Waterloo Station.  New Metlink buses go into service on the first working day, some delays in services.

KiwiRail data showed that Tube services in Wellington have grown from 10 million passenger trips in 2003 to more than 14 million today. (file photo)
Photo: RNZ / Rebekah Parsons-King

Greater Wellington Regional Councilor Thomas Nash said work is planned in the region to replace signalling, introduce dual tracking at pinch points and replace the aging fleet with new trains.

“We have developed a business case for new trains, new rolling stock, which could carry many more people and could also run between Wellington and Palmerston North, as well as Wellington and Masterton,” Nash said.

A daily overnight service between Wellington and Auckland could also be considered.

Any new trains would likely be electric, Nash said.

“We have overhead wires on most of the North Island mainline,” he said.

“The new trains we are proposing to buy in the Wellington area would have batteries on board, so when there is no overhead power that battery would kick in.

“So you would have very low emissions.

“We could make huge progress in the next 10 years, if we decided to go now.

“I have a one year old, and when he turns 10 he should be able to hop on a train to lots of new destinations around the North Island.”

Two protesters from the Restore Passenger Rail group abseiled from the Hataitai side of the Mount Victoria tunnel in Wellington and hung a sign saying

On October 18, two protesters from the Restore Passenger Rail group abseiled from the Hataitai side of the Mount Victoria Tunnel in Wellington and hung a sign that read “Restore Passenger Rail.”
Photo: RNZ / Kate Green

But protester Te Wehi Ratana, who abseiled from a rope above the Mount Victoria tunnel entrance on Tuesday, said it was not going fast enough.

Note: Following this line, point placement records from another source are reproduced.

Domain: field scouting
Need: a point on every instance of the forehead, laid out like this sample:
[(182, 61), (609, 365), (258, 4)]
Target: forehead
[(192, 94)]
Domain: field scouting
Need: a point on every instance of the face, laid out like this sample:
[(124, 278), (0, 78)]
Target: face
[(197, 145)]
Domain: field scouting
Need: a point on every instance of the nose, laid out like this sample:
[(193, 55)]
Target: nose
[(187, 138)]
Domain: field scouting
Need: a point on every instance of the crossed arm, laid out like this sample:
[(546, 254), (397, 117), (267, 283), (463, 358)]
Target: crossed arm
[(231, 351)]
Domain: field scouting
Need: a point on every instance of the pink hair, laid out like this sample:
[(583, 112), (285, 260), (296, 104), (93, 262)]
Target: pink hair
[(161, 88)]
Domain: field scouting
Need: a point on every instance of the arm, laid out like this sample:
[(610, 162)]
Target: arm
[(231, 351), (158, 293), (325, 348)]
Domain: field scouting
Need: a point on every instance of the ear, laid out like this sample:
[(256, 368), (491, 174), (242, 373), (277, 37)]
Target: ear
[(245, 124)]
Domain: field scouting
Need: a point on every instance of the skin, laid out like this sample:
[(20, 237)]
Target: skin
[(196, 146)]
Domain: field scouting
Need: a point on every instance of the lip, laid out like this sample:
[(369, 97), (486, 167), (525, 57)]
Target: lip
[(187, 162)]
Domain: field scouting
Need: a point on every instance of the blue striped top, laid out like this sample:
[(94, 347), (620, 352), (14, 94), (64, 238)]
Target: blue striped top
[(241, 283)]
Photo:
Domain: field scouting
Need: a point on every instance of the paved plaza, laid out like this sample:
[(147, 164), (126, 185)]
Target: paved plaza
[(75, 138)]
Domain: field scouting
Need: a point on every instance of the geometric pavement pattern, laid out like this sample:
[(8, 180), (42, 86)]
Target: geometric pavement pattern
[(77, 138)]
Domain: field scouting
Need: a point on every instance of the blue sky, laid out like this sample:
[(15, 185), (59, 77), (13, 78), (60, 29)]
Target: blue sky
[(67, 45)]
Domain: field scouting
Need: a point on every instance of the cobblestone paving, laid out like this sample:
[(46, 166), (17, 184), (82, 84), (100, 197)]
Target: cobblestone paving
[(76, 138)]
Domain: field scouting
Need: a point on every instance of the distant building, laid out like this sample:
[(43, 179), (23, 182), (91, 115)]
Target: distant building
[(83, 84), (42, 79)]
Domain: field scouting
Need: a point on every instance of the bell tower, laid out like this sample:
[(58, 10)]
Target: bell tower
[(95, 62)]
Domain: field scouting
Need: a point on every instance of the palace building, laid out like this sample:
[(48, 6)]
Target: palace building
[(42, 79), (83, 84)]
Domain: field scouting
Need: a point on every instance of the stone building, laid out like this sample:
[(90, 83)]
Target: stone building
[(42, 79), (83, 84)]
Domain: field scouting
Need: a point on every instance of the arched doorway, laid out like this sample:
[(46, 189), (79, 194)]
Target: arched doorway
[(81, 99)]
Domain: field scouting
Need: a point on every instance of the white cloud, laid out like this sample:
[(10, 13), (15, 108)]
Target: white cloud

“My children’s future depends on us as a society solving this problem now, not 10 years from now,” Ratana said.

Around an hour later, Ratana was arrested, along with more than 20 other people who have blocked Wellington’s major highways over the past week.

The pace of government was frustrating for some, but work was underway.

Transport Minister Michael Wood said $8.6 billion had been invested since 2017 to replace lanes and install new culverts.

It was crucial work before considering whether to introduce more passenger services or more cargo services as well, he said.

Rail transport produces 70% fewer emissions per ton of freight than trucking.